Ben Smith insists New Zealand will not underestimate South Africa as they look to equal the record for the most consecutive Test victories.

Steve Hanson's All Blacks can join their predecessors from the 1960s and the Springboks of the 1990s in managing 17 straight wins should they triumph in Durban on Sunday.

And a new record could then be set if they see off Australia in Auckland on October 22.

Vice-captain Smith acknowledged the prospect of achieving that feat is now motivating the team after they swiftly won the 2016 Rugby Championship. 

"When you're older it would be great to look back and say you were a part of it," he said.

"This weekend it would be 17, which would be equalling the record, but we've got to concentrate on the process of what we do during the week so we can work towards that.

"We know how big the challenge is to play in Argentina and South Africa.
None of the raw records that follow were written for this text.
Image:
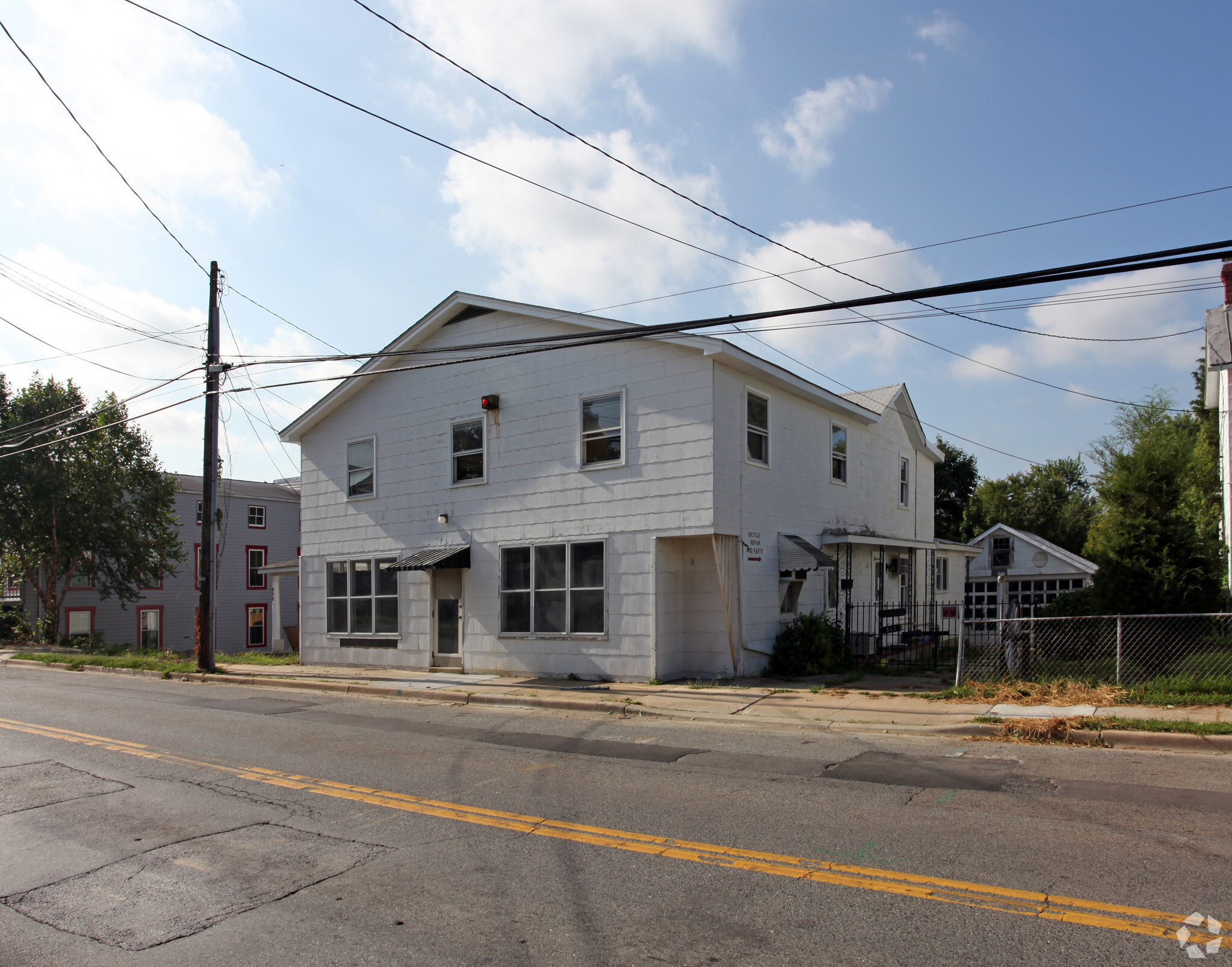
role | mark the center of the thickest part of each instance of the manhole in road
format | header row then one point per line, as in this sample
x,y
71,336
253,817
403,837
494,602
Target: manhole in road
x,y
182,889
The challenge of playing the Springboks in South Africa is a huge one so it's one they'll be ready for. They've got some dangerous players in the backline that we need to be aware of."

South Africa defeated Australia 18-10 on Saturday, while the All Blacks were 36-17 winners over Argentina in Buenos Aires.

Like Smith, lock Brodie Retallick also has his eye on the prize of a new milestone, while sending out an ominous warning about the team's capacity to improve further.

"It's a great thing to try and contest," he said of the record.

"We don't want to drop a game. We've played these teams in New Zealand and now we're doing it in their backyards so it's something we want to be able to prove; that we can travel and also win. That's another motivating factor.

"They had a win in the weekend and [are] no doubt coming off a high from that and looking to pressure us.

"We probably haven't put a complete 80 minutes together. Sometimes it's been a real arm-wrestle and sometimes like at the weekend we let it slip so it's fair to say we're still looking to dominate for a full 80 and that's a challenge in itself."